刚准备盖被子的乔野动作一顿,颇有几分心虚。
“吵到你了?”
“我一个当兵的,要是连这点敏锐性都没有,回头上战场就等着被敌人毙了吧。”
秦战朝淡声说道:“你怎么打算的?和我姐就这么不清不楚的拉扯着?”
“我想娶她,哦不,是我一定要娶宝珠。”
乔野索性坐起来,在黑暗中看着秦战朝的背影。
“从当初她将我捡回来的那一刻起,我眼里和心里就再也装不下第二个人了,只有她!”
秦战朝轻笑一声。
“那会儿你才多大,懂什么是爱情吗?”
“是,我那会儿不懂什么是爱情,可我知道她在我心里最重要,我可以为她生为她死。”
乔野也笑。
“每次看到她,我的心都跳得厉害,她笑,我跟着笑,她哭,我跟着难过,她让我往左,我绝不会往右。”
“战朝,你说这不是爱情是什么?你说什么样的女人能让一个男人心甘情愿为她俯首称臣?”
秦战朝的脑海里不其然浮现出温蕴。
但很快,他又带着慌乱与心虚将这个念头甩出脑海。
温蕴才多大?他怎么能胡思乱想呢?
“你心里有数就好。”
秦战朝勾着唇闭上眼睛,说道:“你要是敢欺负我姐,我第一个饶不了你。”
“不用你找我算账。”
乔野笑着躺下,说道:“要是真辜负了宝珠,我饶不了我自己。”
自此,两个男人再无话,各自睡了。
秦诵允教育孩子有自己的一套标准。
对待女儿和温蕴,他是极尽宠爱包容,可以睡懒觉,可以吃零嘴儿撒娇卖乖,哪怕身为首长,他也很吃这一套。
但对男孩……
清晨六点钟,外面下着小雪,秦战朝和乔野已经穿好衣服下楼,和出早操的战士们一起跑步。
秦战朝的体力自然不容置疑。
毕竟是大院里的孩子,五六岁就开始接受锻炼,这些年早已习惯了。
此刻的操场上不止秦战朝一个大院子弟。
像霍斯礼兄弟,像祁卫东……都在你追我赶跑步,气氛很是热烈。
“哎,老秦,紧跟战朝那个小伙子是谁啊?”
在操场边,几位散步的首长指着乔野的背影,觉得很是好奇。
“这小伙子体力够可以啊,从一开始我就关注他了,唔,丝毫不比战朝逊色,到现在,也没掉队呢。”

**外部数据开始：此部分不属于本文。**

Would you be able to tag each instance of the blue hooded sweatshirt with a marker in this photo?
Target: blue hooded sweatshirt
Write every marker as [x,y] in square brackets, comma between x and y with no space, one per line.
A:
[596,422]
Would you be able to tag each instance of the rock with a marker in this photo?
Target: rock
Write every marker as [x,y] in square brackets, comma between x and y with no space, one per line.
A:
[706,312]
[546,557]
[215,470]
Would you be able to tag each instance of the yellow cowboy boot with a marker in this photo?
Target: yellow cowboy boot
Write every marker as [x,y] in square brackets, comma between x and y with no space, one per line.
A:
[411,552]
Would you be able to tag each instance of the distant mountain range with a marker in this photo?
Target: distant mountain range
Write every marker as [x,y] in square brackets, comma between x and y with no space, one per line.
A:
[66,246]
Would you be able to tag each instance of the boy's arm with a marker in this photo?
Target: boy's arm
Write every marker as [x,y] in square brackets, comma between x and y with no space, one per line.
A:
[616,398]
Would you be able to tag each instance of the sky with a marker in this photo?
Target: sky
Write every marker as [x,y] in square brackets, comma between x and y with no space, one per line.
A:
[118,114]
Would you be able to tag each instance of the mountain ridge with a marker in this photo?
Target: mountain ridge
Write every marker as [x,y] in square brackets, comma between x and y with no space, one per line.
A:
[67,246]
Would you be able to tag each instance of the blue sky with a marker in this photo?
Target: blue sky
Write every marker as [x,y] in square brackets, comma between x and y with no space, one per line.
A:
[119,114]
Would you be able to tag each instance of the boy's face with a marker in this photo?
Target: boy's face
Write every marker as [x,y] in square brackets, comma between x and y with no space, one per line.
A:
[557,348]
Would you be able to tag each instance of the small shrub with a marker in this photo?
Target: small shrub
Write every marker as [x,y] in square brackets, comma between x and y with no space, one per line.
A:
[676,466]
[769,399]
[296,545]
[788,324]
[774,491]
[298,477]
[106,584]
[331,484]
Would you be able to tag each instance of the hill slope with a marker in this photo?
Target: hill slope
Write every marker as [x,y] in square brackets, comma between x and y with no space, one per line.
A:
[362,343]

要知道,秦战朝可是军校里的佼佼者,尤其体能训练,他回回拿第一,一般人根本跟不上他的速度。
但这个小伙子可以啊。
刚才从他们身边经过时,这小伙子的呼吸频率很是均匀沉稳,不像是在咬牙强撑。
秦诵允眼底闪过一抹笑意。
“你猜他是谁。”
几人面面相觑,片刻有人忽然拊掌说道:“难道是咱们宝珠的……”
“女婿”两个字没说出口,因为他们看到陈政父子也过来了。
谁不知道陈家属意秦宝珠这个儿媳妇,陈政对秦宝珠的心思更是整个大院都知道的事儿。
但他们又听家里那口子说,陈政的母亲有点瞧不上秦宝珠,嫌不够贤惠?
秦家与陈家的身份地位都摆在这里,他们也不敢妄加猜测,此刻只能不动声色等着看热闹。
“聊什么呢?这么高兴?”
陈父活动着胳膊走了过来。
“瞎聊,没什么。”
有人笑着说道:“陈政回来了啊,听说又立了功,瞧这架势,明年又能升一级了?”
陈政一脸谦逊。
“功劳不是我一个人的,我哪敢居功自傲?叔叔伯伯们,你们先聊着,我去和战朝一起跑步,听说他体能训练回回拿第一,我去会会他。”
听到这话,众人的表情都很精彩,各个儿等着看热闹。
唯独秦诵允不冷不热继续散步,时不时望向操场那边。
“姐,快醒醒,听说有热闹看。”
秦宝珠昨晚失眠,天快亮时才昏昏沉沉睡着。
似乎还没睡多久呢,就被温蕴摇醒了。
“什么热闹不热闹的,我不看,我要睡觉。”
秦宝珠一把将被子蒙在头上,声音哼哼囔囔。
温蕴笑嘻嘻趴在秦宝珠耳边说道:“陈政和乔野在操场比拼呢,你要不要看?”
下一刻,秦宝珠一把掀开被子,连温蕴都差点掀翻了。
“什么?谁和谁比拼?”
她显然是听清楚了,一边问,一边飞快穿衣服。
“刚才祁卫东说的,说战朝和乔野在操场跑步,陈政不知抽什么风,非要拉着乔野比一场。”